For a while, I’ve been watching MPower Open, the (not so) newly open sourced (but Windows-based) fundraising package. In general, I’ve been impressed by its feature set, and that they made the choice to go open source. MPower has traditionally been used primarily by faith-based organizations, (by the way, that’s not a small niche, even though it is one that is somewhat neglected by the nptech community,) and they have been quite committed to expanding from that niche.
One of my prime concerns once MPower went open source has always been “how are they going to build a community of users and developers?” They have a tough road ahead of them. First, it’s a hard road for company-based open source projects, but luckily, there are a few that have done some road-building ahead of them (see below).

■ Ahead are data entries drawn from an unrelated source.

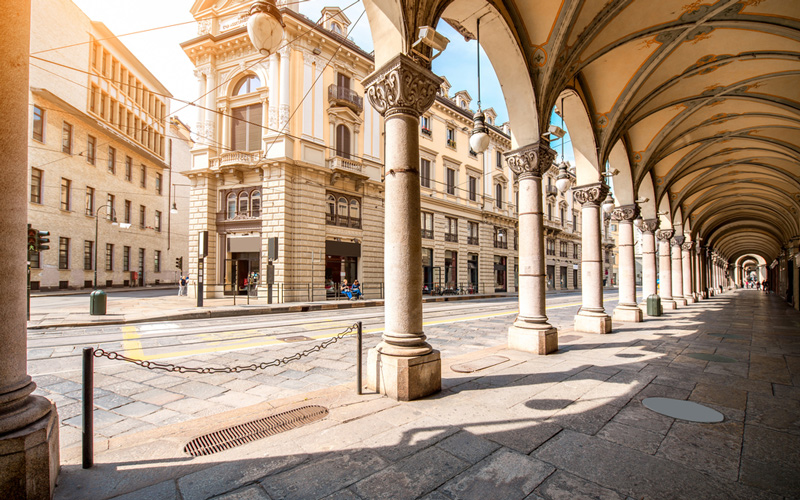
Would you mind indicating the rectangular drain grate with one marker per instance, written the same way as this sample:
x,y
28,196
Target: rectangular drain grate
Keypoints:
x,y
251,431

Second, Windows developers (and savvy users), for the most part, aren’t used to open source communities (DotNetNuke is one exception, and there are other projects with some Windows ports and components,) and open source developers and users are primarily used to working on Linux (and Mac) platforms, so building a critical mass of interested developers and users is going to take work (it takes work anyway, but it will take more.)
At present, on their Sourceforge page, there are a very, very few forum posts, no bugs reported, and many days with few if any downloads. This is not the sign of a healthy open source community.
But, perhaps, there is change on the horizon. MPower announced today that they are hiring a new VP of community. His name is Matt McCabe, and he is very familiar with the nonprofit fundraising space, having spent time as a consultant at Convio. I had a great chat with him yesterday, and was impressed by his background, knowledge of the sector, and his committment to grow the community around the MPower Open product.
He has a lot less knowledge of open source communities, and how they work, so I have some homework for him:
- If you only read one blog, read Matt Asay’s The Open Road. Matt Asay is a key member of the company behind Alfresco, an open source Content/Document Management system.
- Have a chat with the people at SugarCRM - both the company, and developers/partners. They have built a fascinating ecosystem around what is basically a commercial product (with an open source version.)
- Have a sit down with some of your current partners, including the engineers behind the managers. Find out what they want and need.
Need more homework? I know a consultant you can hire ;-)
In any event, I’m quite pleased to hear that they have moved in this direction, and I am really looking forward to seeing what comes of this. If they can really move this forward, it would be fabulous to have feature rich open source CRM options with healthy and vibrant user and developer communities in both the web based, and client/server spaces.